D-Lib Magazineの2014年11/12月号に、新たな文献評価手法” Semantometrics”を提案する論文”Towards Semantometrics: A New Semantic Similarity Based Measure for Assessing a Research Publication’s Contribution”が掲載されています。著者は英国Open UniversityのPetr Knoth氏とDrahomira Herrmannova氏です。

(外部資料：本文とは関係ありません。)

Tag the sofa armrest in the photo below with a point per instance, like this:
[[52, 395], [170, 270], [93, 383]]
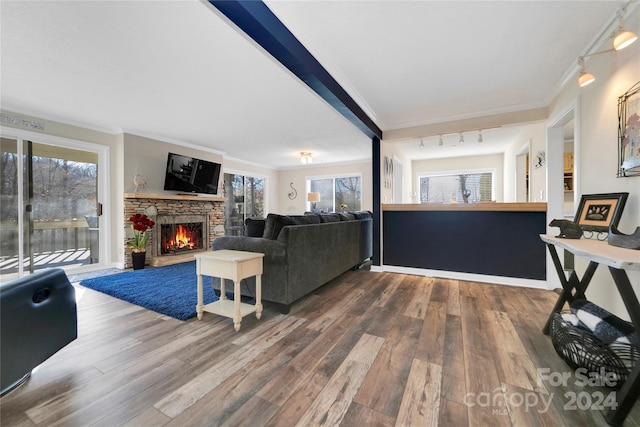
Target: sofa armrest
[[274, 251], [38, 317]]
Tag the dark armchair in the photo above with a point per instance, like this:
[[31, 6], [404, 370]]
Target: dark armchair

既存の文献評価指標は、被引用数に基づくものであれAltmetricsであれ、文献の本文の情報ではなく、文献間の言及数のみに基づいています。Knoth氏らの論文では文献の価値を測るためには本文の情報が必要なはずであるとした上で、ある文献pが引用している文献群と、その文献pを引用している文献群の本文の意味的距離(semantic distance)を指標として用いることを提案しています。これは引用文献と被引用文献の意味的距離が遠い、つまり両者の類似度が低い文献は、既知の事柄(引用文献群)と、新たに構築された知識(被引用文献群)の間をつなぎ被引用文献群の知見を導くことに貢献した、科学に対する貢献度の高い文献である、という仮説に基づいています。
Knoth氏らの論文では少数のサンプルを対象にSemantometricsの手法を適用してみた結果も報告されており、従来の指標では評価できなかったような文献の、科学への貢献を測ることができたとしています。
Petr Knoth and Drahomira Herrmannova (2014), Towards Semantometrics: A New Semantic Similarity Based Measure for Assessing a Research Publication’s Contribution. D-Lib Magazine. Vol.20, no.11/12.